Data Analysis in the Social Sciences

Материал из MathINFO
Перейти к навигации Перейти к поиску

Course data

  • Instructor: Ilya V. Schurov.
  • Modules: 2-4.

Software

We use statistical software called R as a main computer tool. It's a free software and you can download it here and install on your computer. We also use RStudio: integrated development environment for R. It's free software either, you can download it here.

Lessons

1. November 14. Data types and descriptive statistics

Types of data in social sciences. Nominal, ordered, interval and ratio scales. Examples. Descriptive statistics: mean, median, mode, variance, standard deviation, quantiles.

See Naked Statistics, Chapter 2, and Statistics, Chapter 4.

The basics of R. R as calculator. Vectors. Calculating basic descriptive statistics with R.

2. November 21. Introduction to statistical thinking

Simple probabilistic models. Population, sample. Model for opinion poll. Random variable. Expected value. The law of large numbers. Central limit theorem.

See Naked Statistics, Chapter 5 and Statistics, Chapters 16, 17 and 18.

3. November 28. Confidence intervals

Histograms as an approximation of distribution: area under the histogram and the probablitiy. Confidence intervals. Dependence of the confidence intervals on the size of sample and confidence level.

See Naked Statistics, Chapter 10 and Statistics, Chapters 19, 20 and 21.

Visualization of confidence intervals

Working with dataframes in R.

4. December 5. Calculating confidence intervals

Standard deviation and standard error of mean. Quantiles of the standard Guassian distribution. The relation between standard error and confidence interval.

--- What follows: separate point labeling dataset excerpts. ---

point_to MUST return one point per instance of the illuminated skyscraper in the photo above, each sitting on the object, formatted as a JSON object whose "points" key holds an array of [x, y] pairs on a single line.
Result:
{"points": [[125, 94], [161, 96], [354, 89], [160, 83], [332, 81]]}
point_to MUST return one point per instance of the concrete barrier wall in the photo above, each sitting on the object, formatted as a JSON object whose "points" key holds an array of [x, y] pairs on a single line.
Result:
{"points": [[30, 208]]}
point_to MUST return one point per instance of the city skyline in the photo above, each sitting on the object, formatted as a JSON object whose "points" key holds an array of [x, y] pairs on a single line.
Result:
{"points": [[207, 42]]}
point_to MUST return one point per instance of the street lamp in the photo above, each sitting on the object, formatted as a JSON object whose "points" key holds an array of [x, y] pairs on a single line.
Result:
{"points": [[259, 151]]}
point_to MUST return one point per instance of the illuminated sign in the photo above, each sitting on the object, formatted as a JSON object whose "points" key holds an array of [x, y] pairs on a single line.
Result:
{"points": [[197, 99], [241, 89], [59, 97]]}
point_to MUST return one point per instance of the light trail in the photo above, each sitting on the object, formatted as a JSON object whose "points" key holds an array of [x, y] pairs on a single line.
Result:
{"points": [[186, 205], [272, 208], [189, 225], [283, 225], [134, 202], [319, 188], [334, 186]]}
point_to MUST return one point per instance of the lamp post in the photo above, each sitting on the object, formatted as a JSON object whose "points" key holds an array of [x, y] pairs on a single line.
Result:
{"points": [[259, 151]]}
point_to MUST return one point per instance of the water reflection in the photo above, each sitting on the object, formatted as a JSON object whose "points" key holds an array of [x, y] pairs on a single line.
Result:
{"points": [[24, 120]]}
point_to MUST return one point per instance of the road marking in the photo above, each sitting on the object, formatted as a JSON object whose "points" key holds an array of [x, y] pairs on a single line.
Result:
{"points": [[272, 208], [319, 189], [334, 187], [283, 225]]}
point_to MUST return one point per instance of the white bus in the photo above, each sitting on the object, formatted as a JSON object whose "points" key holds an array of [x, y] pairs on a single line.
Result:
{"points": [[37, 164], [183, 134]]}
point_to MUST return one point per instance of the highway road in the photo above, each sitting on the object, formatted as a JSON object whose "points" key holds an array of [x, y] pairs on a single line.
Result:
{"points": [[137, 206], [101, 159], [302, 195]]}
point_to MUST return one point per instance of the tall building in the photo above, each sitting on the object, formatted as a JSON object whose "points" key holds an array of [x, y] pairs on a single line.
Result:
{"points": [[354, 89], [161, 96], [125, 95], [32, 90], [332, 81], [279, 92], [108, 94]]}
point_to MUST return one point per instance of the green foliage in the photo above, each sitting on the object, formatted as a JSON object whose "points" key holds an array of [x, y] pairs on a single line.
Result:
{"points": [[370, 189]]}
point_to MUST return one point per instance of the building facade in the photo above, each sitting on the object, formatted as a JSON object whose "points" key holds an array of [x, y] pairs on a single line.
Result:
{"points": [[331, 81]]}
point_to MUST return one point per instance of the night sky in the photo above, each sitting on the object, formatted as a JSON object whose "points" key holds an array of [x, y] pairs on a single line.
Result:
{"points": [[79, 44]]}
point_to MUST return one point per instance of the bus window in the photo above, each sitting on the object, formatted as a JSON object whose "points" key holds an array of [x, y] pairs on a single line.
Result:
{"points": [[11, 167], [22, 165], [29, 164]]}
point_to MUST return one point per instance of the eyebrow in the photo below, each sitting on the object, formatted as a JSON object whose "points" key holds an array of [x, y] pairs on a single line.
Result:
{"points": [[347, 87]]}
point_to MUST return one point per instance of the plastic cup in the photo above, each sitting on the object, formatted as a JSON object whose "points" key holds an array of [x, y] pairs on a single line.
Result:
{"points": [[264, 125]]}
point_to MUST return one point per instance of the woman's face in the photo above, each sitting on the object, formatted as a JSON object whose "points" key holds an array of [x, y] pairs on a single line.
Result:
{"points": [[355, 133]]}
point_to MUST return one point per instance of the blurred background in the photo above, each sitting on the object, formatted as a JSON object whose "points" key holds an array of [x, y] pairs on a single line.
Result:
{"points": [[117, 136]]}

See Statistics, chapters 17, 20, 21 and 23, and Naked Statistics, chapters 8 and 10.

Calculation of confidence intervals in R with t.test function. See here.

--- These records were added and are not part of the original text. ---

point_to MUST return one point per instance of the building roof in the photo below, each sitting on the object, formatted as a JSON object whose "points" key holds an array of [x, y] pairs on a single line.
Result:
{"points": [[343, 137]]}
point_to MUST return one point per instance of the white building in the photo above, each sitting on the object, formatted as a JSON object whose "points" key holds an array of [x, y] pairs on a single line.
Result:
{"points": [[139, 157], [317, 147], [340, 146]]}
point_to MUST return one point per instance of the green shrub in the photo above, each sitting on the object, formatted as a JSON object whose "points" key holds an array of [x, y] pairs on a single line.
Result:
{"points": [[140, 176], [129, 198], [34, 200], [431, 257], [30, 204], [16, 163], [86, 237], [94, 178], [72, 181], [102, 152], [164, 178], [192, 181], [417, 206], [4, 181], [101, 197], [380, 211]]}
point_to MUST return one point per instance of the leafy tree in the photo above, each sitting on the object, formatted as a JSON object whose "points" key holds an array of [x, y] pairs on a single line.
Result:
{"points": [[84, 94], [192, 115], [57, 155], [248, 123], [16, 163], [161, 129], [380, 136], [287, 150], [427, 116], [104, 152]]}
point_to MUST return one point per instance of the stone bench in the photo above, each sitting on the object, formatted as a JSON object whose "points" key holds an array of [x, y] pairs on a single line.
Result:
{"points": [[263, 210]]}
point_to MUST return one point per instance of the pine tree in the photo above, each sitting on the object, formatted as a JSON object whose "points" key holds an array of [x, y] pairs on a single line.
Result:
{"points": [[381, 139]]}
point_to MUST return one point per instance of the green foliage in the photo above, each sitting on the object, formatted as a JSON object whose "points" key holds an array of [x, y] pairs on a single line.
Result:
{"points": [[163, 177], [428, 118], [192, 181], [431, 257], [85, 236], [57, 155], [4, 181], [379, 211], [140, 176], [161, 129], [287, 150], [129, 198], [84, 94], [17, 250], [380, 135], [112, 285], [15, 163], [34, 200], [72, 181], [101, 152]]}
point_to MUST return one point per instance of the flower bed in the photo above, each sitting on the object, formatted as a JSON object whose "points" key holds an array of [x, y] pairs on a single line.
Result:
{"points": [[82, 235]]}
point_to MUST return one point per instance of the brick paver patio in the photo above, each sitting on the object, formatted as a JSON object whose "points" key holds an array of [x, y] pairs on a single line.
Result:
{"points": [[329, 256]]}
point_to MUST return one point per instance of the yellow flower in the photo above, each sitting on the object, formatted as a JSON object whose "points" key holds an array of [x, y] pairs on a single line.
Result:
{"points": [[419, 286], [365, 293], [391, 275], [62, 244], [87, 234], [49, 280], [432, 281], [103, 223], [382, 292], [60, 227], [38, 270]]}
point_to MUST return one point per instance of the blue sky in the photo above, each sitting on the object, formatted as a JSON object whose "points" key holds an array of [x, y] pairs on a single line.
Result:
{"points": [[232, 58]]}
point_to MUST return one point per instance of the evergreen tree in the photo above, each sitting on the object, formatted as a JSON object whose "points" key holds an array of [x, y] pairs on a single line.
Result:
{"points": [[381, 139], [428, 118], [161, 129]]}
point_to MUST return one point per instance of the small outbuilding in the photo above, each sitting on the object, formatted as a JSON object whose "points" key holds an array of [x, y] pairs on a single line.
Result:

5. January 16: Statistical hypothesis and t-test

Hypothesis testing framework. Null and alternative hypothesis, p-value. Testing hypothesis on population means with t-test.

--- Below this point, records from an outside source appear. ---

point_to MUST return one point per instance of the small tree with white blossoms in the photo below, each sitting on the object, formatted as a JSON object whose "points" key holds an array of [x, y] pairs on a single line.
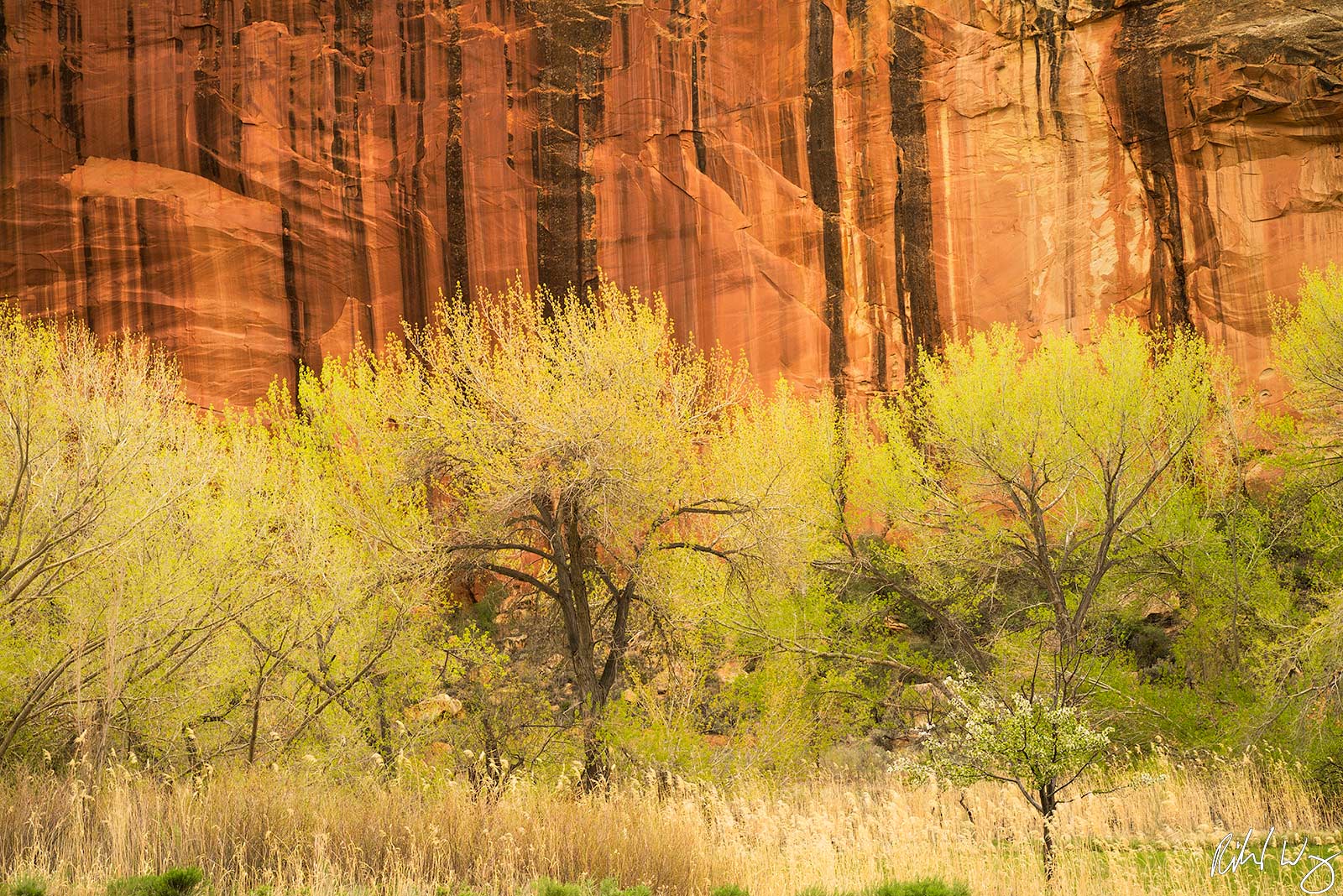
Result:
{"points": [[1034, 741]]}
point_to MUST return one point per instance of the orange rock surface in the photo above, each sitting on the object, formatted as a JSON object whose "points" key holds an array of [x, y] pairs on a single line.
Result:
{"points": [[819, 184]]}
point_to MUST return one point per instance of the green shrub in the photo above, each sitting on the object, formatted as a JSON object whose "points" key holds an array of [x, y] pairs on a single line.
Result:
{"points": [[27, 887], [547, 887], [175, 882]]}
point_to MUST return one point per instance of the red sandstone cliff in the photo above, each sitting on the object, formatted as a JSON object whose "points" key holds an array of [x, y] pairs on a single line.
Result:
{"points": [[823, 184]]}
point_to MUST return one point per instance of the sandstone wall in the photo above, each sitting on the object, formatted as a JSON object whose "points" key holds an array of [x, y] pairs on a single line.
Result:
{"points": [[821, 184]]}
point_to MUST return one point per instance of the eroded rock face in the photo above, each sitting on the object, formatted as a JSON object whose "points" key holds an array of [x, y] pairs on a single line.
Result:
{"points": [[823, 185]]}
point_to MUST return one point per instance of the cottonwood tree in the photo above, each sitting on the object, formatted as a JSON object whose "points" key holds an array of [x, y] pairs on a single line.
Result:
{"points": [[563, 441], [332, 654], [1018, 492], [101, 463], [1027, 487]]}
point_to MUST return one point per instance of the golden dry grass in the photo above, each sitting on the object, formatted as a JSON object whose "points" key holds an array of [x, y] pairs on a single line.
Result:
{"points": [[306, 832]]}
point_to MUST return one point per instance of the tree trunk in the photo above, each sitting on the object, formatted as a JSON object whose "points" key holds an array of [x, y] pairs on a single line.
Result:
{"points": [[1049, 805]]}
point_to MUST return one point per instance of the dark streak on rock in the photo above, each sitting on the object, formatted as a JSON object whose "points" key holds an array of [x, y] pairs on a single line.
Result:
{"points": [[86, 244], [132, 137], [1052, 27], [917, 286], [295, 311], [1146, 134], [825, 179], [148, 271], [71, 38], [348, 81], [574, 39], [457, 260], [698, 51]]}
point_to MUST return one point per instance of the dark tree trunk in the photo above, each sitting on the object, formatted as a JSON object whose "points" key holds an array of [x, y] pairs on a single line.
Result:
{"points": [[1049, 805]]}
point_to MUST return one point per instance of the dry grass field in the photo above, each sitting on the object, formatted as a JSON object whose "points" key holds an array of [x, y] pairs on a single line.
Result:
{"points": [[301, 832]]}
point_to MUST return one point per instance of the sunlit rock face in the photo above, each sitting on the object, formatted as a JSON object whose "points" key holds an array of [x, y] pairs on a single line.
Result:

See Statistics, Chapter 26 and Naked Statistics, Chapter 9.

Using t.test() function in R to test the hypothesis. See short example and more detailed explanation.

6. January 23: ANOVA

Error types in statistics. Significance level. Multiple comparison problem. ANOVA.

See Introductory Statistics for the Behavioral Sciences, by Welkowitz, Joan, Cohen, Barry H., Lea, R. Brooke, John Wiley & Sons, Incorporated, January 2012, chapter 12 (available under HSE subscription).

Using aov() function in R.

Regression models

Linear regression. Simple and multiple regression.

See Naked Statistics, chapters 11 and 12, Introduction to Econometrics, by J.Stock and M.Watson, Addison Wesley, 2006, chapters 4 -- 6, A Non-Technical Introduction to Regression, by J. Bakija, Williams College, 2013.

Using lm() function in R.

Working with panel data. Models with fixed effects, models with random effects.

See Introduction to Econometrics, by J.Stock and M.Watson, Addison Wesley, 2006, Chapter 10.

Logistic regression. Using glm() function in R.

March 13. In-class work

March 20. In-class work

Data

Homework

  • Homework 1, due date is Sunday, December 4, 23:00. Answers to be submitted here.

Exam

References

As a very informal introduction to the basic notions of mathematical statistics I recommend a book Naked Statistics by Charles Wheelan (available as an e-book both in English and in Russian).

I also like Statistics by David Freedman, Robert Pisani and Roger Purves (4th edition, 1998) as an introductory textbook on mathematical statistics.

To proceed with more sophisticated econometrics, Introductory Econometrics: A Modern Approach by Jeffrey Wooldridge seem to be a good choice. Currently it is freely available here.

You can also use this free course as a good starting point to R.